The Ultra Home decision erroneously shrinks the statutory benefit of the two IP laws to exclude the jurisdiction of a place where a plaintiff corporation has its main office, just because an infringing act occurred at a place where its branch office happened to be situated. The scenario virtually obliterates the option of residence as an operative place of business, which the Court forgot is of significance to corporations. Incorporated companies are juristic personalities with rights and liabilities of their own. They enjoy legal personhood status with the concomitant enjoyment of contractual rights, property-holding and full ownership, suing rights, etc. Corporate law in India determines the residential status of companies on the basis of where it predominantly conducts its business or manages its affairs.

A company incorporated in India is an Indian resident and it is the same for a company which is not incorporated in India, but whose “control and management” of affairs is situated in India. On the obverse, a company is deemed to be non-resident when its “place of effective management” does not fall within Indian borders. Corporate law conflates the destination of conduct of business or predominant management of business affairs with the official residence of a corporate entity.

A facet of the Ultra Home ruling is contradictory to corporate law norms on a company’s residence and its place of business. Certainly, it is not necessary that the two are perpetually related or mutually inclusive at all times, but it cannot be so strictly circumscribed as Ultra Home suggests. Consider this: a film production house with its principal place of business in Mumbai finds out that an unlicensed distributor is using pirated versions of their productions to create and sell merchandise in Raipur. Its Mumbai office is registered as its place of residence. Its Mumbai office employees and legal team are set to task and begin to prepare its infringement and injunction suit. It so happens that among the several branch offices they have in most Indian cities, their warehouse with only a manager and two goods-delivery employees are based out of Raipur. The warehouse contains film merchandise which is to be sold in a neighbouring city for profit. The Ultra Home logic governs that the production house, in order to institute an infringement suit, travel all the way from Mumbai to Raipur even though they are logistically most equipped to do so in Mumbai. This despite the fact that the warehouse, which holds merchandise to be sold as part of their business, barely comprises a viable employee infrastructure to undertake any substantial enormity of film production, let alone file a suit.

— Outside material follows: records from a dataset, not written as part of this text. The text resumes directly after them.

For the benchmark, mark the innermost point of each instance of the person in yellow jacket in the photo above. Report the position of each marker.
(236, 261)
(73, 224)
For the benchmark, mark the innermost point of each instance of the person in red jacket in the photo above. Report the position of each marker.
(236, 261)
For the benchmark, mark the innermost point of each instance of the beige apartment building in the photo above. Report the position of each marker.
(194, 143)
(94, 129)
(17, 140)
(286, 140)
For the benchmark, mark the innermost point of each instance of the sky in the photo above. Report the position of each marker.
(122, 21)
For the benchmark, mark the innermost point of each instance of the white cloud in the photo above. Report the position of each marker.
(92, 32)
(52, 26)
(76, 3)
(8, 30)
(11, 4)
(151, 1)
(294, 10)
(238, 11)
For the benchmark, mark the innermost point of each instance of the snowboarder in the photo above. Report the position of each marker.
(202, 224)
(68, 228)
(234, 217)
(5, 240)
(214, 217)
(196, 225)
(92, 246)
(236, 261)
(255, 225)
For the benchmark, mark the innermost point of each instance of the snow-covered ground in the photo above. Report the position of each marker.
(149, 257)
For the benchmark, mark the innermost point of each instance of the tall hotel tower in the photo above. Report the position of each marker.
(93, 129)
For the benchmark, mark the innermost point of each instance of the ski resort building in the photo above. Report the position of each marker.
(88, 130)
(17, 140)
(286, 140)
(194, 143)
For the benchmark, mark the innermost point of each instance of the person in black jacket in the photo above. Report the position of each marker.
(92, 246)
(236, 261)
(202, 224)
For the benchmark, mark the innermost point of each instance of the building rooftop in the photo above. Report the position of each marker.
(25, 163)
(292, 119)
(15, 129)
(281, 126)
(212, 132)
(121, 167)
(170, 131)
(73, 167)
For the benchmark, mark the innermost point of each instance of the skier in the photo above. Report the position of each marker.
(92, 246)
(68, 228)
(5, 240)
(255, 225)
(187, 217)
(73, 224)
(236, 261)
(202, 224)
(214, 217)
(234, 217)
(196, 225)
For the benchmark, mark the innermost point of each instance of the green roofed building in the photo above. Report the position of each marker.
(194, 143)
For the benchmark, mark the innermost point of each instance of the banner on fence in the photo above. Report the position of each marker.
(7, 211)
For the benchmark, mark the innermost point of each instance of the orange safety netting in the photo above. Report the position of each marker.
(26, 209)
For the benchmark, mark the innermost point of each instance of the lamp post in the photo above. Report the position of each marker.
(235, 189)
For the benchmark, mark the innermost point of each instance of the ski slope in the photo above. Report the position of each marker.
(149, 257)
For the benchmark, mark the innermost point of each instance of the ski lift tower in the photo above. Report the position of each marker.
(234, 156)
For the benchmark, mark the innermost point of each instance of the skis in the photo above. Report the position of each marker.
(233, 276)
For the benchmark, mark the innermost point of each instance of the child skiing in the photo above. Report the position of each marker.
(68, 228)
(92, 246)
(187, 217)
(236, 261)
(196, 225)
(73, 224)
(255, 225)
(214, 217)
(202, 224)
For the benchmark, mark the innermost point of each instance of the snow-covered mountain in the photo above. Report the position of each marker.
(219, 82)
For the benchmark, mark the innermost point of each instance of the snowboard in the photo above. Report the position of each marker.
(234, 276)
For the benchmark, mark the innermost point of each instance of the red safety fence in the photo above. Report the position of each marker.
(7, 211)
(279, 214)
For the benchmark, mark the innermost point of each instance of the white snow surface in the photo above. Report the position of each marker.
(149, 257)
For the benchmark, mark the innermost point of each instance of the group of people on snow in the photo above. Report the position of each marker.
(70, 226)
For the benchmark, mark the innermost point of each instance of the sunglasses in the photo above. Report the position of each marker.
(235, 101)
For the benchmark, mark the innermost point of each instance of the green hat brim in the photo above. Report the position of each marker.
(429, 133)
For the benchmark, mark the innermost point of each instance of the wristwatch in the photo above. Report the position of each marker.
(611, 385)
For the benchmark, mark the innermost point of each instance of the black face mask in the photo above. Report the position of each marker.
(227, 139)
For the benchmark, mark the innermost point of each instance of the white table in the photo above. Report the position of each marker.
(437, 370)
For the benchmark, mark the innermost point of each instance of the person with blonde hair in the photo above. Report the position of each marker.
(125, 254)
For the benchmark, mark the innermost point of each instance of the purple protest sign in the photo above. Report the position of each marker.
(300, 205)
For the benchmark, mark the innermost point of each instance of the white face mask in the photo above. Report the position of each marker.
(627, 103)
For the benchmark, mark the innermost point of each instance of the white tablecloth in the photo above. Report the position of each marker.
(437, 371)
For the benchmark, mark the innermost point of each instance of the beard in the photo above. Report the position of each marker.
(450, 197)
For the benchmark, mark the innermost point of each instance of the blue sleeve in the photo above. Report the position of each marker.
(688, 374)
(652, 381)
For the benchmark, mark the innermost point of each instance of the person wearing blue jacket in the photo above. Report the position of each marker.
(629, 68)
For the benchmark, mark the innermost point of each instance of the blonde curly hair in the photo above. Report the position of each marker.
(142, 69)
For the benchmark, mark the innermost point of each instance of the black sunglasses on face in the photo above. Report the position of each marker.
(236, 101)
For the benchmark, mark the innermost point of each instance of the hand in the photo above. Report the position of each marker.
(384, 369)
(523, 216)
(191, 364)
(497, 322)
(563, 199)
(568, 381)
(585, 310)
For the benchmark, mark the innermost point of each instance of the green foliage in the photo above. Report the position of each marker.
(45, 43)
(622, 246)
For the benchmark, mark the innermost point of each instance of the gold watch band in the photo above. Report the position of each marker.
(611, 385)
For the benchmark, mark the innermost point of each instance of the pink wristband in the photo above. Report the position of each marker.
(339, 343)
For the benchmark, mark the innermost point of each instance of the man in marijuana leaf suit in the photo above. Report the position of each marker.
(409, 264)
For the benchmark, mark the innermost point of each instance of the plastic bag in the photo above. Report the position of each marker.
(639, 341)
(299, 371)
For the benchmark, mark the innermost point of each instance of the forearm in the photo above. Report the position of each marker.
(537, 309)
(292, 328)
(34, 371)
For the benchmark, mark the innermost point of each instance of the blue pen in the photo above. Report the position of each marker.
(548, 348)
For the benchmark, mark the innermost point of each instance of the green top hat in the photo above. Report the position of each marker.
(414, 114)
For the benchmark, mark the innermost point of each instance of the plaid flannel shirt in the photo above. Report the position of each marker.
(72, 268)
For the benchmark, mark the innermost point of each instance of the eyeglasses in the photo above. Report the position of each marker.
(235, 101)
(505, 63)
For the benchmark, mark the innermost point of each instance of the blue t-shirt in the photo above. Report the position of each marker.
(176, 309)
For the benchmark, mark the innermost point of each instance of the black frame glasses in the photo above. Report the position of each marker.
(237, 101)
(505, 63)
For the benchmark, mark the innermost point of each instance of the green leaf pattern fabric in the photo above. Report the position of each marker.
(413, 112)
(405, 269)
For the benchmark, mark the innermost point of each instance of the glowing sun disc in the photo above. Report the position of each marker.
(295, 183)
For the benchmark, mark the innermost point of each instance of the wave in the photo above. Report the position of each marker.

Ultra Home turns corporate business logic on its head. It appears tone deaf to the reality that corporations carry on multiple facets of a single primary business at various locales and in various degrees. Multiply transacted businesses at various subordinate branch offices notwithstanding, it does not take away the fact that the place of primary business more often than not happens to be the corporate residence. Excluding the option of residence in jurisdiction is defiant to corporate logic, as well as law.

Conclusion

It is inconceivable that a High Court would insist on the curtailment of statutory right when the Supreme Court itself has clarified what the statute clearly mandates — that the plaintiff has a lawful right to invoke jurisdiction on the basis of their residence or place of business in addition to what the CPC already bestows upon them. Unfortunately, it appears that High Courts since 2016 have continued to apply the Ultra Home logic, relying on the erroneously interpreted Sanjay Dalia ratio, to decide the outcome of valid jurisdiction for infringement cases before them.

In a discordant, yet hopeful move, the Bombay High Court in 2016 visibly disagreed with the misstatement of law. It is time that the Supreme Court corrects the erroneous position taken by the Delhi High Court and overrule it to the extent of the stifling conclusion. The position on jurisdiction ought to be clarified so that the misapplication of law does not percolate any further to create needless hurdles for IP right-holders.